Produktif atau kontra produktif?
Sudah banyak kasus suatu kelompok relawan yang berkembang menjadi kelompok “perusuh,” yang mengarahkan konflik-konflik yang rawan dalam masyarakat, dengan memunculkan sentiment agama, ras, atau etnik yang dijalankan dengan terknik-teknik provokatif. Bagaimana mereka bisa menjadi seperti itu? Hal ini karena produk relawan politik bukan hanya bertambahnya dukungan suara untuk seorang kandidat. Sukses relawan juga diukur dari keberhasilannya membuat citra dan dukungan kepada lawan politik merosot. Kerja-kerja semacam ini dilakukan dengan berbagai macam taktik, bermacam-macam sarana publik, dan melibatkan banyak sekali orang. Pada saat yang sama tak ada aturan hukum yang membatasi aksi-aksi relawan politik.

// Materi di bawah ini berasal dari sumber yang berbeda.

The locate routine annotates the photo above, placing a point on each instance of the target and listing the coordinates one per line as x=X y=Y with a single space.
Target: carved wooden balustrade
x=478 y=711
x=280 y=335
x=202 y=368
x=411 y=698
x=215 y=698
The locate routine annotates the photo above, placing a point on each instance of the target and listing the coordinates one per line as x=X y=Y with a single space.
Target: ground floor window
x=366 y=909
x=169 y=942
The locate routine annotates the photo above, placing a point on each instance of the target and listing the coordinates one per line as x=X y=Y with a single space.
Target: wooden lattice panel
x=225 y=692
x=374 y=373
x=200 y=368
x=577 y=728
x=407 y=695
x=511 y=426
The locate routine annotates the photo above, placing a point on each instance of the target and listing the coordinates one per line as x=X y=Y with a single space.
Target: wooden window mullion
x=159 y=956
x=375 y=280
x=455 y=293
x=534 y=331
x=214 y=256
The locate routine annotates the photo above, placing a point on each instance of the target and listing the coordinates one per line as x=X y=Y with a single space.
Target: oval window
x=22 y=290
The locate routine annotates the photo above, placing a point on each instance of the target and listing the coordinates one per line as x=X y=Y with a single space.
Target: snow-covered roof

Di negara yang belum memiliki aturan hukum untuk relawan politik akan sulit untuk menilai pergerakan dan tindakan relawan politik, karena tidak ada acuannya. Disinilah relawan politik bisa mengambil keuntungan dari beberapa hak warga sipil, khususnya negara yang memakai sistem liberal, berupa kebebasan dan hak asasi manusia. Jika terjadi hal-hal yang tidak terduga, yang menimbulkan kekacauan dalam masyarakat, atau diduga melanggar hukum, maka hukum yang lain yang dipakai untuk menjerat dan hukum yang lain juga bisa dipakai untuk melindunginya. Hak-hak istimewa sangat mungkin diperoleh untuk relawan politik yang di “back up” oleh orang-orang kuat yang ada di belakang layar.
Jenjang Karier Relawan
Tim inti dalam kelompok relawan politik merupakan orang-orang yang sudah terlatih atau sengaja dilatih untuk menjalankan peran tersebut. Mereka terdiri dari orang-orang terdidik, memiliki jaringan-jaringan di masyarakat, bisa mengakses media massa dan media sosial. Sebelum pemilihan digelar mereka biasanya bertugas untuk memasarkan kelebihan dan keunggulan kandidat melalui saran-sarana komunikasi publik, yang sudah disiapkan sedemikian rupa agar kandidatnya tampak sangat berkemampuan dan dekat dengan keinginan para pemilih. Dalam menjalankan tugas ini individu-individunya sekaligus juga bisa memasarkan dirinya agar menjadi lebih terkenal di masyarakat.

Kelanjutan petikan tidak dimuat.